An effective and reliable fluorescent sensor for selective detection of methylamine gas based on in-situ formation of MAPbBr3 perovskite nanocrystals in electrospun fibers

Abstract

The development of fluorescent sensor based on lead-based perovskite nanomaterials is of the most intriguing for the design of quick check with low concentration. In the present work, a rapid, stable, and sensitive fluorescent sensor for selective detection of methylamine (MA) gas is firstly constructed based on in-situ formation of MAPbBr3 (methylamine lead bromide, that is CH3NH3PbBr3) perovskite nanocrystals (PNCs) in electrospun fibers by reacting MA gas with DMAPbBr3@PVDF (dimethylammonium lead bromide@poly (vinylidene fluoride), that is (CH3)2NH2PbBr3@PVDF) fibers.
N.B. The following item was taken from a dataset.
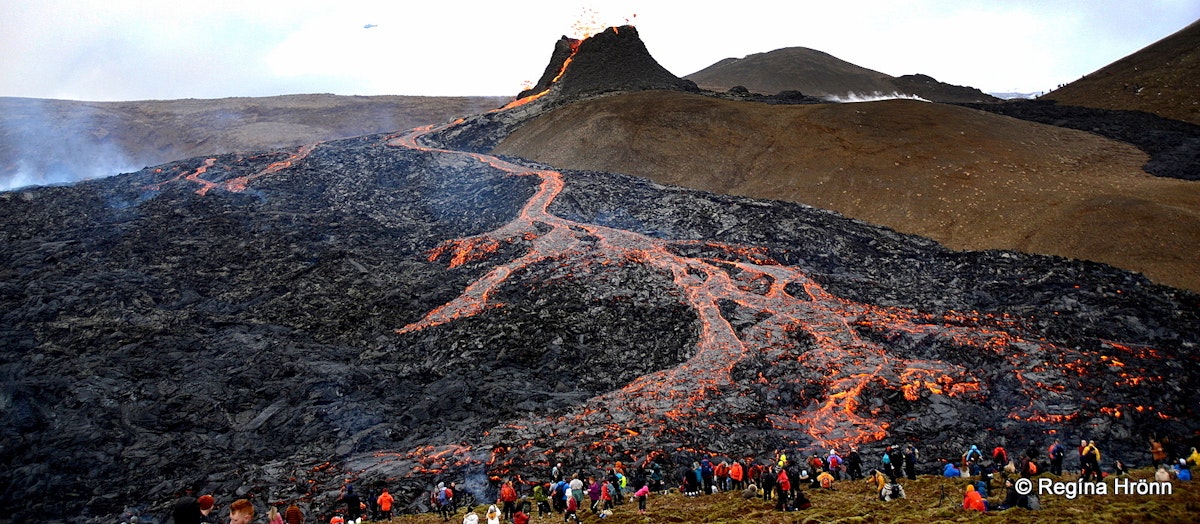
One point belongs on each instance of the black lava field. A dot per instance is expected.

In this strategy, not only is the stability of PNCs significantly enhanced, but also does it retain the sensing efficiency due to the excellent permeability of the membrane. The sensor can maintain its stability after storage for two months due to its superior resistance to moisture, which is highly important for real-world applications. Finally, the nanofibers show a dual-mode sensor response to 5–200 ppm MA gas with a limit of detection (LOD) of 0.8 ppm.